Hacker News new | ask | show | jobs
by ipodopt 1476 days ago
It has been a sec but if I were to do another multi-threaded async Rust project I would do one thread per async runtime and explicitly pass anything that needed to be shared.

This should be more ergonomic as this should get rid of everything needing to have send/sync traits. I also suspect it may be more performant as I am not sure how good the async runtimes are about keeping scopes pinned to a particular core so its not constantly jumping around and busting the l1 caches (which would be extremely detrimental to compute latency and bandwidth)... Happy to be schooled on any of this.

2 comments

But what when you have some threads slacking off, and others too busy? It would be nice in this case to use those idle threads, even if it means a little bit of CPU cache trashing.
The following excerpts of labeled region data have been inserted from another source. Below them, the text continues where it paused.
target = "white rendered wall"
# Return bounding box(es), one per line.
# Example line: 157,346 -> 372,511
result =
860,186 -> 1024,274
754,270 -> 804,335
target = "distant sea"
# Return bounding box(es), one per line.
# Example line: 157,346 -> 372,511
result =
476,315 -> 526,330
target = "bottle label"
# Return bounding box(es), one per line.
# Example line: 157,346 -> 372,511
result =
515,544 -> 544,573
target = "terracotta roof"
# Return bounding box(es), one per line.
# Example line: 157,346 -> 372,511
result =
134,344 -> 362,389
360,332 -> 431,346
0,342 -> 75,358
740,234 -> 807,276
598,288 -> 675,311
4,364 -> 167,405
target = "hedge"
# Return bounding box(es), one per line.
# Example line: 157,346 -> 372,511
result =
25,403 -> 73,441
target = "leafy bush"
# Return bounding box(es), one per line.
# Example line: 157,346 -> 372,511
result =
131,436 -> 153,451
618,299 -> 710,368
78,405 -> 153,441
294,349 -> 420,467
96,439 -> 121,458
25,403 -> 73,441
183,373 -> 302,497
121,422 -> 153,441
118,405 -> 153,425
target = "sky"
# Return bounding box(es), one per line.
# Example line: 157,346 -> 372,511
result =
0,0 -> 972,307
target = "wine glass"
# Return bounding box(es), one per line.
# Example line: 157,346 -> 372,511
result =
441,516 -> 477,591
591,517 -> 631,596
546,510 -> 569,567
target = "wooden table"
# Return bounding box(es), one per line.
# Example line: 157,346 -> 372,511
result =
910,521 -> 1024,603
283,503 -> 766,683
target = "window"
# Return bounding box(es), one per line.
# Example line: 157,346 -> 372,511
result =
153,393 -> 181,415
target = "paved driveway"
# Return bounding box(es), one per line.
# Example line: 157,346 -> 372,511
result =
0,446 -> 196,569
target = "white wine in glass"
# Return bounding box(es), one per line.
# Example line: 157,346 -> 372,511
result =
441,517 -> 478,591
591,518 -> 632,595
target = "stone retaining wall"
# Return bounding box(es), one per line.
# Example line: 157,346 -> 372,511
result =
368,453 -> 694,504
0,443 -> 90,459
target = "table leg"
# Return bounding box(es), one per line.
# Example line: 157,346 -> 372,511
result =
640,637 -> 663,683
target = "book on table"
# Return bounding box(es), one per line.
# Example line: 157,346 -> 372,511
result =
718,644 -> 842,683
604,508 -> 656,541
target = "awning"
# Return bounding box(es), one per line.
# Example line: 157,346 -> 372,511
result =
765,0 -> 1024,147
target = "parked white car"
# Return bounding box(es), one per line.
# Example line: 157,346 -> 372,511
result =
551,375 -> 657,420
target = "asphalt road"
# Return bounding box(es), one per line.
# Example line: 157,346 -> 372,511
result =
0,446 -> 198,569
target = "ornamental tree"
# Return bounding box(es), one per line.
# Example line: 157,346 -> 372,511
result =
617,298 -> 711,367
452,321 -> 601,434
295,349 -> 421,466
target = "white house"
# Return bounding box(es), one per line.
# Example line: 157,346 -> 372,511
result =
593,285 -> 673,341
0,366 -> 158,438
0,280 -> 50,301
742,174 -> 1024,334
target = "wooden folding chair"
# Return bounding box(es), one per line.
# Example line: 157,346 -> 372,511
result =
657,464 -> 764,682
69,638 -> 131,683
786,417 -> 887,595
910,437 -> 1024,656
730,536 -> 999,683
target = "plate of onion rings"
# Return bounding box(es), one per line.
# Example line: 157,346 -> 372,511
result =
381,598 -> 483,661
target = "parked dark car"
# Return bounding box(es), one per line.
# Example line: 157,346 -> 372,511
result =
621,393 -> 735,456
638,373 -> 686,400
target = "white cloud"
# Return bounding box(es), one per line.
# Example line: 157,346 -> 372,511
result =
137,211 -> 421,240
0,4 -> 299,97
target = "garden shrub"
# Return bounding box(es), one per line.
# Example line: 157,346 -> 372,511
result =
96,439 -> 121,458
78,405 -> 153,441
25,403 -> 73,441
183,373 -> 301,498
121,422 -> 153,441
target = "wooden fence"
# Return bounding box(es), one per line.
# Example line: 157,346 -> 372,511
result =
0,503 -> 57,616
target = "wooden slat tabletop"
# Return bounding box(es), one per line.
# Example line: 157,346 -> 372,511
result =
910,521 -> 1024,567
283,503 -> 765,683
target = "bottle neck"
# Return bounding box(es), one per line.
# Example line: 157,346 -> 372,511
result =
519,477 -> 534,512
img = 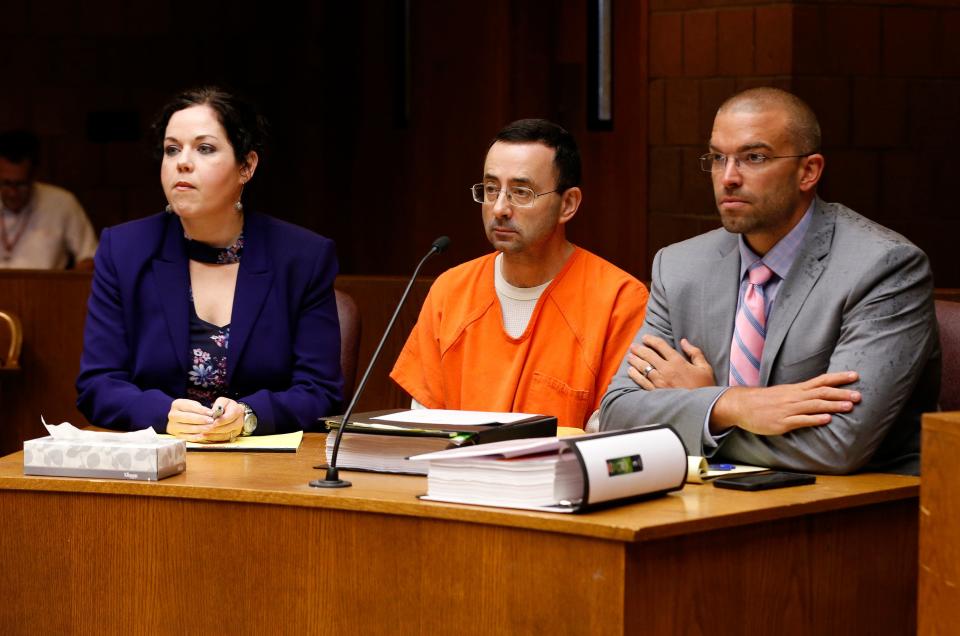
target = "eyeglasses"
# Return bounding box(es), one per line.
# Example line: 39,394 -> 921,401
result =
700,152 -> 813,172
470,183 -> 558,208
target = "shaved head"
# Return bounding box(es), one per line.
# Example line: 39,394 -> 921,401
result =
717,86 -> 820,154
And I believe this is what Tokio offers with a work stealing thread pool.
True, but I suspect that without a truly global prescient scheduler it is almost never worth it to core switch unless you generally have really long tasks.

For an efficient core context switch the scheduler must accurately predict that the source (current) core won't be free for the duration of the full core context switch time and that the sink core will be free by the time the meta context gets there and will have been free by the time the rest gets there. Otherwise, the scheduler ends up thrashing the cpu (it is actually a bit worse as future task might need same context so you have to be aware of the future). So, for the scheduler to know this it would need to be:

- Global: The only scheduler on the system or basically rafting with all the other schedulers on the system

- Prescient: The scheduler(s) would need to be able to predict all tasks, thier context, and work time per task perfectly. Which could really could only happen when everything is static and hence deterministic.

For example, I think most tasks people are throwing at async are web requests. Most actually take the core an order of magnitude shorter time to compute then the time it takes passing the context from one core to another and they are all unpredictable to the scheduler. In this scenario I could see the scheduler taking up the majority of computational time on the system. So turn on multi-threading + async on a quad core and you will get worse bandwidth and latency(always) for all your pains.

EDIT: Although this single data point would tell me I am wrong (see description):

https://www.youtube.com/watch?v=IG-wGXENTt8

Look at Glommio, it’s essentially what you describe.
Thanks for the link, very helpful :)